Crisis internacionales y giros de política económica

International crises and economic policy shifts

REVIEW

30 | 03 | 2022

Texto

Citizens turn their backs at the ballot box on the ruler who is unable to solve a serious economic crisis, and they are calling for leaders capable of a policy turnaround.

In the picture

Cover of Rafael Pampillón Olmedo's book 'Cuando los votantes pierden la paciencia. Radical cases of economic policy' (Aravaca: McGraw Hill, 2022) 133 pages

International politics today is viewed through a geopolitical lens, and geopolitics has an increasingly strong geo-economic component. But to understand the economic pulse of the great powers, beyond access to natural resources and energy security, it is necessary to look at their economic health: evolution of GDP, indebtedness, inflation, balance of payments, reserves, and so on. And these elements are marked by the economic policy applied by each.

The economic history of the last two centuries is a pendulum swing between a barely intervened market and a greater state presence in productive activity; that is, between supply and demand policies or, to put a label on it, between free-market and Keynesian recipes. The world has oscillated between tax cuts to facilitate business activity and tax hikes to increase the public expense and reactivate Economics. The same policies were sometimes successful and sometimes counterproductive; such a macroeconomic picture sometimes called for one recipe and sometimes for the opposite.

Rafael Pampillón, Full Professor of Economic Policy, wonders about the cause of these swings and concludes that it is social pressure which, in the face of the ineffectiveness of specific measures - due to the exhaustion of model or a change in the economic situation - demands a drastic change of direction. The degree scroll of his book, 'When voters lose patience', seeks to express precisely this idea: in the case of a democracy, citizens turn their backs at the ballot box on the ruler who is unable to resolve a crisis that has been brewing or has been supervened; in authoritarian countries, the president must also react to popular discontent in the face of economic hardship.

Pampillón's book is a brief history of world economic policy, focusing on its main actors from the 19th century onwards: England, the United States, Germany and China, not forgetting Spain. From the Great Depression to the Great Recession and the Great Confinement, from Keynes to globalisation, and from globalisation to populist movements. In just over a hundred pages, Professor Pampillón analyses with great didacticism the reasons for the ups and downs of economic policy and the result of its application.

If the book is already a compendium, the last chapter strives to present the essence of these fundamental movements in a condensed form. "Throughout recent history, in democratic countries (and in other non-democratic ones, such as Vietnam and China), more or less acute economic crises have been accompanied by changes of government," he says. And he adds: "when governments are unable to meet the generally accepted objectives of economic policy (growth of Economics, price stability, plenary session of the Executive Council employment , poverty reduction, etc.), they are replaced by other leaders who generate radical changes in economic policies, and who, in many cases, serve as a transmission belt for the emergence of new paradigms".
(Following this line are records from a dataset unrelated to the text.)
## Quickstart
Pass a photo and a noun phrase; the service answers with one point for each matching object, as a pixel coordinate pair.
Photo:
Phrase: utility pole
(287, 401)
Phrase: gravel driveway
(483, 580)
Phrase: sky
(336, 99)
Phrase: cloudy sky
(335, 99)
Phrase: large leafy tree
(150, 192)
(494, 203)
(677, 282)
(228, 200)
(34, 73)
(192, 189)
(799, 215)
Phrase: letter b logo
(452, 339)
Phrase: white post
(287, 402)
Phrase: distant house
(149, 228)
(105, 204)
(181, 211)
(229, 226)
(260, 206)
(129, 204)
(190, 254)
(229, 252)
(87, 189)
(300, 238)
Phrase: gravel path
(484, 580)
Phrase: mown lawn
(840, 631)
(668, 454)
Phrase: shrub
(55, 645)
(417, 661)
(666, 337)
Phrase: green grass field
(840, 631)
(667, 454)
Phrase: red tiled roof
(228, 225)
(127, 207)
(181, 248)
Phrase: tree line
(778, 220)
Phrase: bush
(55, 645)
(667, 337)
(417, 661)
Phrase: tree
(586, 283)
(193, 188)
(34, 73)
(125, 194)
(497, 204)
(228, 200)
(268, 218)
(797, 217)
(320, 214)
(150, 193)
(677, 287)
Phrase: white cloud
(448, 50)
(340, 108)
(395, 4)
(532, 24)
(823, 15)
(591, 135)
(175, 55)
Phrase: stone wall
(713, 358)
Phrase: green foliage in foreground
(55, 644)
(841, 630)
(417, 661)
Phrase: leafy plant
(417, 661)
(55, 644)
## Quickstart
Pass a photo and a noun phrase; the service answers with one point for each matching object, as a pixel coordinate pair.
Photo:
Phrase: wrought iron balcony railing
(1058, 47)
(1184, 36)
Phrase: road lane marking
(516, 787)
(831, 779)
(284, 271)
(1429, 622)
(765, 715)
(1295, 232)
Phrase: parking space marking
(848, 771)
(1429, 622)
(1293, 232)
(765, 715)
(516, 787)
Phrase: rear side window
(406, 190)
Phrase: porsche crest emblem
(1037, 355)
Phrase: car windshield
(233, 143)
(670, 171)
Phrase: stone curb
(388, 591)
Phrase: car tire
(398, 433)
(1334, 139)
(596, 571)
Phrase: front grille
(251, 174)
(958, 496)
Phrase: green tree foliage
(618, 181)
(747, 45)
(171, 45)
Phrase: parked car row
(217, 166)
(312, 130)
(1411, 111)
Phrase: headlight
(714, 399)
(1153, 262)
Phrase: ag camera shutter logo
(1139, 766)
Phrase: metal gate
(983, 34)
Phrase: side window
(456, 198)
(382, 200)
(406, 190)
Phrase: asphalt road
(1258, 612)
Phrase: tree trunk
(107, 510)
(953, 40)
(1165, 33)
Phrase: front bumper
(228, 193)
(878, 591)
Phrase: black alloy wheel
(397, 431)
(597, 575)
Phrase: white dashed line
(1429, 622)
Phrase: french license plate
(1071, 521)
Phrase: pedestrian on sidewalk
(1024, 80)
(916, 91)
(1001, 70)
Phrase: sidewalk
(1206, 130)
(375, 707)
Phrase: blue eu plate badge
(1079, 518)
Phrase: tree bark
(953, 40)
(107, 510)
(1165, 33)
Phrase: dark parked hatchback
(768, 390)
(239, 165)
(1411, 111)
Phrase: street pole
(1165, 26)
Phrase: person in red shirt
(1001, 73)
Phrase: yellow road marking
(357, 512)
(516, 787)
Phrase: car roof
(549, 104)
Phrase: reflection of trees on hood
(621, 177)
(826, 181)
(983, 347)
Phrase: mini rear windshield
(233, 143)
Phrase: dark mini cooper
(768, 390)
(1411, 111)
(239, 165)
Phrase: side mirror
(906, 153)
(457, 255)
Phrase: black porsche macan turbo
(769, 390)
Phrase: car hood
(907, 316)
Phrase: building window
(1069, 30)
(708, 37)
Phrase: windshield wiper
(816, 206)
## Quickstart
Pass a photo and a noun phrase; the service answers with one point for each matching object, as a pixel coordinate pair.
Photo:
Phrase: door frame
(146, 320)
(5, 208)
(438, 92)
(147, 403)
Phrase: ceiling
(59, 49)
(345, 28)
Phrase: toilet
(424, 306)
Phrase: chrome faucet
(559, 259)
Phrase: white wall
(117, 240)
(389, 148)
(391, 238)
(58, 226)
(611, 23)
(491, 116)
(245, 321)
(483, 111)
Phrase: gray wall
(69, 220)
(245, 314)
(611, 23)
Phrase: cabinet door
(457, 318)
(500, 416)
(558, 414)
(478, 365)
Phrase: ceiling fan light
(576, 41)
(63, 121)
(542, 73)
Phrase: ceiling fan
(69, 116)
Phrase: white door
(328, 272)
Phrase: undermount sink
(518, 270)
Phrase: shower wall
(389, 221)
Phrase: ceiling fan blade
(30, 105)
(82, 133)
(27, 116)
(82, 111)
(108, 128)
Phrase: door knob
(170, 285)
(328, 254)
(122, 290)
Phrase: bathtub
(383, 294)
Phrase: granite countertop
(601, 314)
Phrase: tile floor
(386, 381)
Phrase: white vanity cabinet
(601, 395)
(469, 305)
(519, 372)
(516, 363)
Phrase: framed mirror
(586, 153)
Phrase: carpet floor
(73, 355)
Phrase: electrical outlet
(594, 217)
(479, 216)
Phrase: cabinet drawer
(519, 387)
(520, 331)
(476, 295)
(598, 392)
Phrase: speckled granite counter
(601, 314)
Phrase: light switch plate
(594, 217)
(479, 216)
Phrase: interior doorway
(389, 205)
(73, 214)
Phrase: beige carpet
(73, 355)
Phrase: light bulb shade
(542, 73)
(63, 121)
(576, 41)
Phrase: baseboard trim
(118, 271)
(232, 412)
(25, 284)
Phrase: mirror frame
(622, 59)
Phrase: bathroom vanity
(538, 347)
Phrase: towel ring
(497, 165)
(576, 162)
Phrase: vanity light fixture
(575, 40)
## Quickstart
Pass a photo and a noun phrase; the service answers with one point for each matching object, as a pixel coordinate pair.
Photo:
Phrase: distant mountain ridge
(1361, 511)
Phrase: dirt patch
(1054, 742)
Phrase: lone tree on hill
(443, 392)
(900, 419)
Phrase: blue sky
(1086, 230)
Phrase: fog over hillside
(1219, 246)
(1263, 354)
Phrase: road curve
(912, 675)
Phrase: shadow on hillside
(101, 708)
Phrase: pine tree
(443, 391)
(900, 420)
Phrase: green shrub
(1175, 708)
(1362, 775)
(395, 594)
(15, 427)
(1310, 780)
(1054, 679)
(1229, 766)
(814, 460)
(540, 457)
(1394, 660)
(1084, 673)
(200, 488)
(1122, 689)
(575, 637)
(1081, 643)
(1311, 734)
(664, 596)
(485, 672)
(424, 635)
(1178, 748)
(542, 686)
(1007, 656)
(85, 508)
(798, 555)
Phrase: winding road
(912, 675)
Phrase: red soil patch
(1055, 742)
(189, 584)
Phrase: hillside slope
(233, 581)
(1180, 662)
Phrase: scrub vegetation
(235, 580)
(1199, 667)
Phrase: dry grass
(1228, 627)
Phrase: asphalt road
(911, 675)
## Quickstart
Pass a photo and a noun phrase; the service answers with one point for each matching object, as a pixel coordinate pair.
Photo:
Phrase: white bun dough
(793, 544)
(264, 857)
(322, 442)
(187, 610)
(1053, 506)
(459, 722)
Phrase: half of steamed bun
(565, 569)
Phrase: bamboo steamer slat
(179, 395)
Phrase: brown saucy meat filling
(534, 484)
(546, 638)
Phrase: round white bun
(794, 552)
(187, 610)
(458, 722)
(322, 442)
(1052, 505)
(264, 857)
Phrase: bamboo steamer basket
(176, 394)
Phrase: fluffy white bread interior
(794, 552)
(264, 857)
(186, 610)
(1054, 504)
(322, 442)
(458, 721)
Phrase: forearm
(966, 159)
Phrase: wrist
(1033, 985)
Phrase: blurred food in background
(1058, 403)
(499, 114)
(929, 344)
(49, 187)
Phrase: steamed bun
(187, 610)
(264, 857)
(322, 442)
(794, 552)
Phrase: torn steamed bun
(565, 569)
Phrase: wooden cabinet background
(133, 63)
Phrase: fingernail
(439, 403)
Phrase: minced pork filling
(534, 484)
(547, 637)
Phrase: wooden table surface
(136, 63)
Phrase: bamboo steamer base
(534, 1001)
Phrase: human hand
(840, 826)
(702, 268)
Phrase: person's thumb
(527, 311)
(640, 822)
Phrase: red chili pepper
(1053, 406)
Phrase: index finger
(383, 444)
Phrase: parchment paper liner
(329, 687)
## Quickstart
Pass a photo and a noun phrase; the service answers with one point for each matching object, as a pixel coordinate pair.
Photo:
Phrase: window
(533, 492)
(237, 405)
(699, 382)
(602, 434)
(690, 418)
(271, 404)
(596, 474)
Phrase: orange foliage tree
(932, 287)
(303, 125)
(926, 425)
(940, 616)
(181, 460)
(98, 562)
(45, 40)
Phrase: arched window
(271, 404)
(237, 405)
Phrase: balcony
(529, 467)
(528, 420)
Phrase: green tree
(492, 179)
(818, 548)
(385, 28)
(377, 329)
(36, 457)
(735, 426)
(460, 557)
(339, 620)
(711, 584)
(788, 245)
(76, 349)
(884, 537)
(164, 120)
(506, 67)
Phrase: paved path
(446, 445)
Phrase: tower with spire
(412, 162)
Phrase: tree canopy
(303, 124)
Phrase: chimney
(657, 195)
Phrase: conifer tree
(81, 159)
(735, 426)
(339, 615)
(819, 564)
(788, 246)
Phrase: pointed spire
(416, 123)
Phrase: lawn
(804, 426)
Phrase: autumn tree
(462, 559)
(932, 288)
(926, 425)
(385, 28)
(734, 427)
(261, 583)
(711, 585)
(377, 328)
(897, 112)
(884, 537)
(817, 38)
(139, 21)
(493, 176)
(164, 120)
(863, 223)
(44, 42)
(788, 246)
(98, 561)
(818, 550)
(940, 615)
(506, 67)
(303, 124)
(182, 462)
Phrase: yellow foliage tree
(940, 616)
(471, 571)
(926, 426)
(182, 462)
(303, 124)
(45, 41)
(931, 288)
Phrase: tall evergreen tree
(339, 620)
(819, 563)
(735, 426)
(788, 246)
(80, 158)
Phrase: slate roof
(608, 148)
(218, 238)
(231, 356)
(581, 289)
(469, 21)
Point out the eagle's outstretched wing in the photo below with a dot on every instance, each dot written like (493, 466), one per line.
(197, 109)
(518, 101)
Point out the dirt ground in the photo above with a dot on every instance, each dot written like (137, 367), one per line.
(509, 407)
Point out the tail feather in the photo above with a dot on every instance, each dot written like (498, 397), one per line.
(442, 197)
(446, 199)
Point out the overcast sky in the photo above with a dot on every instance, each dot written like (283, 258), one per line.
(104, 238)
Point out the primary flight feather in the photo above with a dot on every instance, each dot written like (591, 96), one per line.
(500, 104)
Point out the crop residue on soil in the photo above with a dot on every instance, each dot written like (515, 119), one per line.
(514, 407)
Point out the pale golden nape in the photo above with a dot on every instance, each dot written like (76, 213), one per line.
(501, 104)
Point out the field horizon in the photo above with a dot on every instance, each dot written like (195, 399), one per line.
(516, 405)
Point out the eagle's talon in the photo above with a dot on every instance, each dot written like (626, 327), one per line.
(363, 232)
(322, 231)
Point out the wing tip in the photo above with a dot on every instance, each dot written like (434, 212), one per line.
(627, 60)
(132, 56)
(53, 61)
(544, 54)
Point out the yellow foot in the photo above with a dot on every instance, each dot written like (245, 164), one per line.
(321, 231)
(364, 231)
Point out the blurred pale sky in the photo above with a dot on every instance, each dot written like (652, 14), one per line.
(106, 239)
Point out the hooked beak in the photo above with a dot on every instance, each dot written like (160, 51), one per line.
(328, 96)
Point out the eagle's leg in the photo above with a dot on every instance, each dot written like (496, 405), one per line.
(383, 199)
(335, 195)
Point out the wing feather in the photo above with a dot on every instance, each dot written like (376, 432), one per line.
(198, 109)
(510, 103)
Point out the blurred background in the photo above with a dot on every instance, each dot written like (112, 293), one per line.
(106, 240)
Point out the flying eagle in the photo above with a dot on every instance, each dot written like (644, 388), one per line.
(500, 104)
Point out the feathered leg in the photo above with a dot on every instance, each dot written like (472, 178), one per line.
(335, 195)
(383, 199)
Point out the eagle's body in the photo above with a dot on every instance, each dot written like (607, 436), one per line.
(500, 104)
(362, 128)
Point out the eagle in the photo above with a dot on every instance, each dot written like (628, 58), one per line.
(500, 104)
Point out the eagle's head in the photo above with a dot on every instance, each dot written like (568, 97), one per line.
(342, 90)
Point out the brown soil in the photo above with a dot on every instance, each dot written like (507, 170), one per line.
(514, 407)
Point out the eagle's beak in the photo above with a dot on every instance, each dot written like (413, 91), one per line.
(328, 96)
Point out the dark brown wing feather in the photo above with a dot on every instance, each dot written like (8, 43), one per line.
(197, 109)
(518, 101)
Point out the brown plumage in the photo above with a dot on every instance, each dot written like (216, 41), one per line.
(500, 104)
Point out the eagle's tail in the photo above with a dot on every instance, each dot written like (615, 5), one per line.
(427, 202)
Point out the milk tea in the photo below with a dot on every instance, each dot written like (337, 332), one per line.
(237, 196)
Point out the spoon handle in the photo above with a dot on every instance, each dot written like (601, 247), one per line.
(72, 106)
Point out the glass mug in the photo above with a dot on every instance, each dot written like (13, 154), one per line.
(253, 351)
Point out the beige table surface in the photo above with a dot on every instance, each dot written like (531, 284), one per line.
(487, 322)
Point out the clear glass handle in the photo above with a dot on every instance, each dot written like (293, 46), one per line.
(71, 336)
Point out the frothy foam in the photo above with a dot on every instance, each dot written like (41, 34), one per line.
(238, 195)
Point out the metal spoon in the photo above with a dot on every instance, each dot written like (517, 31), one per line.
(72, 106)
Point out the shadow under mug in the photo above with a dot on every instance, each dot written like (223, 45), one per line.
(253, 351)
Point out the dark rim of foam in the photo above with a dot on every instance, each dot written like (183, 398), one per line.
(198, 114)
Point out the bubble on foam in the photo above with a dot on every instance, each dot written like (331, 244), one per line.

Sometimes changes are already initiated by rulers who have already been impacted by the crisis, but the crisis sweeps them away and brings with it other leaders who put measures on internship that sometimes they did not even propose in their election campaigns. When Herbert Hoover was beginning to react to the crash of 1929, the electorate brought a Franklin D. Roosevelt who did not imagine that he would go so far with policies that Keynes later named after his application in England with Labour. Other names linked to radical turns in the opposite direction are Margaret Thatcher and Ronald Reagan, and Deng Xiaoping in the Chinese context. As Pampillón says, "most of the time the pendulum swings tend to revolve around a man, sometimes a woman, who showed exceptional vision or courage in radically changing economic policy. These are people who can see the light at the end of the tunnel. Leaders capable of glimpsing or sensing the discontent of the population caused by a bad economic status ".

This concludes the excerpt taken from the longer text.